What is unique about Tiny Hearts Farm? Practicing sustainable agriculture, building a team spirit, selling seasonal ones and promising to offer an unprecedented wide palette of high quality flowers all add to the appeal.

But what’s the real key? “We run a beautiful flower shop, sell it to wholesalers and CSA members, and create beautiful event flowers,” says Franco. “The way to do this is also intentionally simple.”

To avoid expensive consulting services, they offer a transparent online à la carte menu of gorgeous seasonal flower arrangements, choose what customers want and know exactly how much it will cost (including shipping). You can know.

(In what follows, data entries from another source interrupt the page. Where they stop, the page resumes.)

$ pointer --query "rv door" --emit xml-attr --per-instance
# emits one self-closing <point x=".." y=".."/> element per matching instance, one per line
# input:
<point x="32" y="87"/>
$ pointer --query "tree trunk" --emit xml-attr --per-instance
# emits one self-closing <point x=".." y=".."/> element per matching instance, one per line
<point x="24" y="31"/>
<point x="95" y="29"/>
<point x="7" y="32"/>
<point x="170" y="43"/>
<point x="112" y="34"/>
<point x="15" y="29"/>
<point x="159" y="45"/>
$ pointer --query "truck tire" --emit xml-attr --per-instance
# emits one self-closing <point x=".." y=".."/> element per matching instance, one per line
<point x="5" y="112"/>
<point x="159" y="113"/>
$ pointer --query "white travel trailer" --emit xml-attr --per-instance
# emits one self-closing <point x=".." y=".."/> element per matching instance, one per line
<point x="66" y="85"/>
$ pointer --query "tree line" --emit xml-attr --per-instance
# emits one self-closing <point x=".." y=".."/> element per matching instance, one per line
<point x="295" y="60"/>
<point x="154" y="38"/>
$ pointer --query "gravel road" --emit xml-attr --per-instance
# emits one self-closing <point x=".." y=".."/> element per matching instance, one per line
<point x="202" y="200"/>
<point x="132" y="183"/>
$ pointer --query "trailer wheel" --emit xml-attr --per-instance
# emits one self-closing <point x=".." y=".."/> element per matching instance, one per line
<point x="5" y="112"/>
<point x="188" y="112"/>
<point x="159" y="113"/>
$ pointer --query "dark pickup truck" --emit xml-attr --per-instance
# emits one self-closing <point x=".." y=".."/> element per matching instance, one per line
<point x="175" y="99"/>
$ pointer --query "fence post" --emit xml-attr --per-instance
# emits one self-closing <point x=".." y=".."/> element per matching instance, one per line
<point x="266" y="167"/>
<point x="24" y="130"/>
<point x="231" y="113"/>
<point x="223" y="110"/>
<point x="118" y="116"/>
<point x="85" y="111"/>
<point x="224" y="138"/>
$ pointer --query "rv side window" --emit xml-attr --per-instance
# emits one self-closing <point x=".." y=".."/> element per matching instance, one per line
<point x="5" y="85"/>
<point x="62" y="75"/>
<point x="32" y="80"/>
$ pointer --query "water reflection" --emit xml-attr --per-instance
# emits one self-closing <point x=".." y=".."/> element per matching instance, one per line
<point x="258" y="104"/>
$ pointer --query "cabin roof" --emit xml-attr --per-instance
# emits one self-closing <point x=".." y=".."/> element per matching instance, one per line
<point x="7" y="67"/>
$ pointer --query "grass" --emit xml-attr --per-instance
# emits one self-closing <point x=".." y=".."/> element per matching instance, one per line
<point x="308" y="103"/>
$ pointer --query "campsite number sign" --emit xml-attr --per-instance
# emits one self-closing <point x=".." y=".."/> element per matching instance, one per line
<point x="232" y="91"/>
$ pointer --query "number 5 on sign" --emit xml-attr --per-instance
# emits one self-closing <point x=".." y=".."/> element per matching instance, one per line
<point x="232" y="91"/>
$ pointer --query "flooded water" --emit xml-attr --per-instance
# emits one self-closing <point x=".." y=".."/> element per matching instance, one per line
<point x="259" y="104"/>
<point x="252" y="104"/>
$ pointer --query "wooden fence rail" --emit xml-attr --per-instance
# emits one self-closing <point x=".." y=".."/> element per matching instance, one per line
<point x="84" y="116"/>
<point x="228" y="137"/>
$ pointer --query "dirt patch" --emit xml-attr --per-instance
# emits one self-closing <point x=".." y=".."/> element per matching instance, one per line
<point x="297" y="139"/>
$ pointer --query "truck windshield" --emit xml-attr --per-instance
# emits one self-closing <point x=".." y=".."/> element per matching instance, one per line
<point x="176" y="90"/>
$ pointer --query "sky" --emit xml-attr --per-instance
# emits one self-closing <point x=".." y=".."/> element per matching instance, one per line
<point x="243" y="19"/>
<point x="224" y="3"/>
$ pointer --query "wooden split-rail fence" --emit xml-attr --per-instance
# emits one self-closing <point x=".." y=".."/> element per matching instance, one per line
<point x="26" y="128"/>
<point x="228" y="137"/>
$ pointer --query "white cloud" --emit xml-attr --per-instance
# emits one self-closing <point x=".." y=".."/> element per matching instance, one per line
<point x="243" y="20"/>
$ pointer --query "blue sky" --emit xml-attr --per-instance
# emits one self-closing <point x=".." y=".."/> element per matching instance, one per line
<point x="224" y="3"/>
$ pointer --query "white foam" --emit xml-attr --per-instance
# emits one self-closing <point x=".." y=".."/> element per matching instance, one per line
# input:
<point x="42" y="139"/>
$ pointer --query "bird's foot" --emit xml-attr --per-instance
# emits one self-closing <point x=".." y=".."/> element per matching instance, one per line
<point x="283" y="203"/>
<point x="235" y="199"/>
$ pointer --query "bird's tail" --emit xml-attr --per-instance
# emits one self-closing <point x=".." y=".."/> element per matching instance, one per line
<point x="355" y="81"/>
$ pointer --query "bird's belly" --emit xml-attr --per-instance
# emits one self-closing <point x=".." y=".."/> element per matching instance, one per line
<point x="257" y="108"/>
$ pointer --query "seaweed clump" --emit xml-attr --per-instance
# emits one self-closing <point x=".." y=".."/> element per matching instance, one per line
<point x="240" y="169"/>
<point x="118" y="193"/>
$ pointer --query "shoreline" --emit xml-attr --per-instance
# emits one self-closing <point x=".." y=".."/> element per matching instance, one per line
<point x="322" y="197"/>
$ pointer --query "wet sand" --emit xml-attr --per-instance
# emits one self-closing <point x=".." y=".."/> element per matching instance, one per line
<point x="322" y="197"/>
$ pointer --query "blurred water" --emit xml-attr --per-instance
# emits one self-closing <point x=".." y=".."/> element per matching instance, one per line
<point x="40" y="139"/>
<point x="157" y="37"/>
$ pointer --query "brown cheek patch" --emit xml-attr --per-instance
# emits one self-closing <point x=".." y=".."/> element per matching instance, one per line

Tiny Hearts Farm Flower Shop
The florist and farm stand is stocked with fresh flowers and other items to celebrate the flowers every week. Photo courtesy of TinyHearts Farm

Stepping into the flower store is as magical as spring returning to Narnia. Light-filled spaces, peony and poppy perfumes, and soft jazz are an immediate lift to the execution of weekend errands. Online customers may miss the atmosphere of “Shop Around the Corner”, but they are equally pleased with the calm experience of working with Elliott and her team. Bow down and thank each plant at the time. “

Samara Rahmlow, who chose Tiny Hearts Farm for her summer dinner, praised it as follows: They used fresh local seasonal flowers that felt real … our guests praised their beauty. “

Bulb domes and greenhouses help Elliott and Franco face strange weather patterns that are becoming more frequent in climate change. Today, they are navigating how to turn a very successful business into a long-term entity. “I think there are three stages to growth: starting a business, starting a business, growing fast, and becoming an established business,” says Franco. “We are definitely set up now, but we live in a house and farm on the land that is part of the lease. A long-term farm that we can take over to our families. To have, we need to buy our own land. ”Understanding where and how they do it is the next big challenge. And, according to previous strategies, they remain open in new directions, allowing them to pass through the door when an opportunity opens.